Days in A/R is the clearest single measure of how fast you get paid. Here's how to read it — and lower it.

What 'days in A/R' means

Days in accounts receivable is the average number of days it takes to collect payment after a service. The common formula is:

  • Total A/R ÷ average daily charges (average daily charges = total charges over a period ÷ number of days in that period).

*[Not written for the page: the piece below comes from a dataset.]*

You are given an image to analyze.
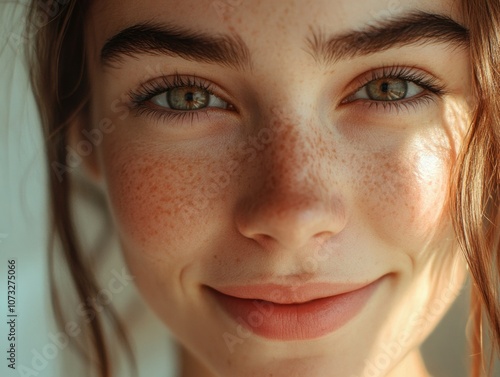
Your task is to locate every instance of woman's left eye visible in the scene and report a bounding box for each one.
[150,85,229,111]
[349,77,425,102]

Lower is better — it means cash arrives faster.

What's a healthy number?

Benchmarks vary by specialty and payer mix, but as a general guide: under ~40 days is acceptable, and the low 30s or better is strong. Equally important is the aging mix — how much of your A/R is over 90 or 120 days. A healthy practice keeps A/R over 120 days in the single digits as a share of the total.

Why days in A/R climbs

Common culprits:

  • Claims submitted slowly instead of within a day
  • Denials that aren't reworked quickly (or at all)
  • No systematic follow-up on unpaid claims by payer and age
  • Growing patient balances with weak statements/follow-up

How to lower it

  • Submit clean claims within 24 hours of service
  • Verify eligibility up front so fewer claims deny
  • Work denials within 48 hours, with documentation
  • Segment A/R by payer and age and chase the oldest, biggest balances first
  • Send clear patient statements and follow up consistently

How Synergy keeps A/R low

We submit within 24 hours, work denials within 48 hours, and target keeping A/R over 120 days under 10%. You get monthly Practice Performance Reports so you can watch the number move. We can also clean up old A/R you've already built up. Get a free audit of your A/R days.


Good to know

Frequently asked questions

How is days in A/R calculated?

Total accounts receivable divided by average daily charges (total charges over a period divided by the number of days). It estimates how many days, on average, it takes to get paid.

What is a good days-in-A/R for a small practice?

As a general benchmark, under about 40 days is acceptable and the low 30s is strong, but it varies by specialty and payer mix. Watching the percentage of A/R over 120 days matters just as much.